Le jour avait déjà commencé à poindre, mais tout était encore tranquille et silencieux ; mes pas faisaient retentir le pavé solitaire d’un bruit étrange à cette heure encore muette. Néanmoins, quoique toute poursuite eût cessé depuis longtemps, je continuai toujours à courir machinalement, jusqu’au moment où, faible et hors d’haleine, je fus forcé de m’arrêter. Je regardai autour de moi, mais je ne reconnaissais rien qui me fût familier dans ces rues étroites et sales. Leurs noms même m’étaient comme une langue inconnue. Après un court repos je recommençai ma course vagabonde, et j’arrivai enfin à une ruelle appelée River Lane[1] ; le nom ne me trompait pas et après un court trajet je vis en face de moi la Tamise ; là, à mon inexprimable joie, je découvris un batelier solitaire qui me transporta immédiatement à Whitehall Stairs.

Jamais, je pense, un amoureux, au déclin de la saison, n’arriva à cet escalier dans l’agréable but d’accompagner sa propre dame, ou la femme d’un autre, au parc verdoyant de Richmond, ou aux jardins d’Hampton dorés par le soleil, avec une joie plus ardente et plus animée que celle que je ressentis lorsque repoussant le bras du rude batelier je m’élançai sur les marches bien connues. Je me dirigeai à la hâte vers cette place de jarvys[2], qui souvent a été l’espoir et l’abri des membres attardés de Saint-Stephen, ou des fugitifs trempés de l’Opéra, je secouai un cocher endormi, et me fis descendre à l’hôtel Mivart.
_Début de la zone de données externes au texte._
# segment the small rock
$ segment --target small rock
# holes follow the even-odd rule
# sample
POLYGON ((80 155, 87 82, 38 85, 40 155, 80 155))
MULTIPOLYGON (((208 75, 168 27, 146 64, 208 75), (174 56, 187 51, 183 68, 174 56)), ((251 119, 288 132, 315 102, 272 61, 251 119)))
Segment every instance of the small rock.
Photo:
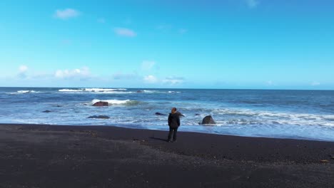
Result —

Le portier, entre deux sommes, m’examina et me dit de m’en aller ; j’avais oublié, jusque-là, mon étrange accoutrement. « Peuh, mon ami, lui dis-je, M. Pelham ne peut-il aller à une mascarade aussi bien que ses supérieurs ? » Ma voix et mes paroles dégrisèrent mon cerbère qui me permit d’entrer ; je me hâtai de me rendre à mon lit, et je n’eus pas plus tôt posé la tête sur l’oreiller que je tombai dans un profond sommeil. Il faut avouer que je l’avais bien mérité. Je n’avais pas été plus de deux heures dans le pays des rêves, que je fus éveillé par quelqu’un qui me saisissait le bras, Les événements de la nuit passée étaient encore si présents à ma mémoire, que je sautai comme si je me sentais un couteau sur la gorge, mes regards tombèrent sur la figure de M. Job Jonson.
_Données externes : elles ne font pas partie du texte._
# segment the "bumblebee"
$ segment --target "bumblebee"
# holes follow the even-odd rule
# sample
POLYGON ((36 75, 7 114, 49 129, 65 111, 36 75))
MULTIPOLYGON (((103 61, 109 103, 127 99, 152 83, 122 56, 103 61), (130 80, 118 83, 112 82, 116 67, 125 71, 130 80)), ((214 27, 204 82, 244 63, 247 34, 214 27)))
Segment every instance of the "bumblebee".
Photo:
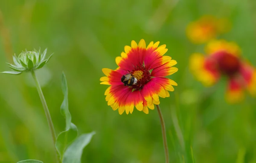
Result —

« Grâce au ciel, monsieur, vous êtes sauvé ! Je n’avais guère l’espoir de vous trouver ici en venant.

— Mais, lui dis-je, en me frottant les yeux, il est pourtant bien vrai que je suis sain et sauf, honnête Job ; cependant je crois que je n’ai pas grands rcmercîments à vous faire pour une circonstance qui m’a été particulièrement assez désagréable. Vous m’auriez épargné beaucoup d’embarras à moi-même et quelque chose de pis à votre digne ami M. Trotte-Menu, si vous eussiez laissé la porte ouverte, au lieu de m’enfermer dans votre club, comme vous vous plaisez à l’appeler !
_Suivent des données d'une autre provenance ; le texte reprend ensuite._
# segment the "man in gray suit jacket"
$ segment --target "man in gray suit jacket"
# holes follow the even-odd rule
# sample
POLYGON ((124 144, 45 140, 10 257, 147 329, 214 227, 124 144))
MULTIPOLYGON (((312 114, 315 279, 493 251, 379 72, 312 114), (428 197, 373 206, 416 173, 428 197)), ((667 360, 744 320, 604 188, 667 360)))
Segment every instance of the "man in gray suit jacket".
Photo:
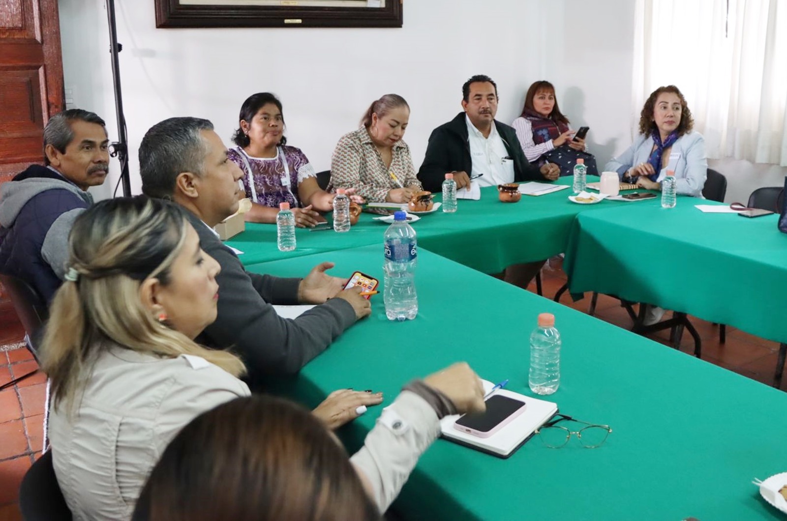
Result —
POLYGON ((188 210, 202 249, 221 265, 218 315, 197 338, 241 355, 253 382, 260 375, 294 374, 323 352, 355 321, 368 316, 360 287, 325 273, 322 263, 305 279, 249 273, 212 230, 238 210, 244 197, 242 172, 227 158, 227 147, 207 120, 176 117, 147 131, 139 147, 142 191, 188 210), (272 305, 319 304, 294 320, 280 317, 272 305))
— C’est bien vrai, monsieur, dit Job, et je suis extrêmement chagrin de cet accident ; c’est Dawson qui a fermé la porte, dans son trouble extrême, quoique je lui eusse spécialement recommandé de ne pas le faire, le pauvre diable ne savait pas où il en était.

— Vous l’avez mis en sûreté, dis-je vivement.

— Oui, fiez-vous-en à moi pour cela, Votre Honneur. Je l’ai enfermé à la maison pour venir vous trouver ici.

— Nous ne perdrons pas de temps pour le mettre en lieu plus sûr encore, dis-je en sautant en bas du lit : vite, allons rue ***.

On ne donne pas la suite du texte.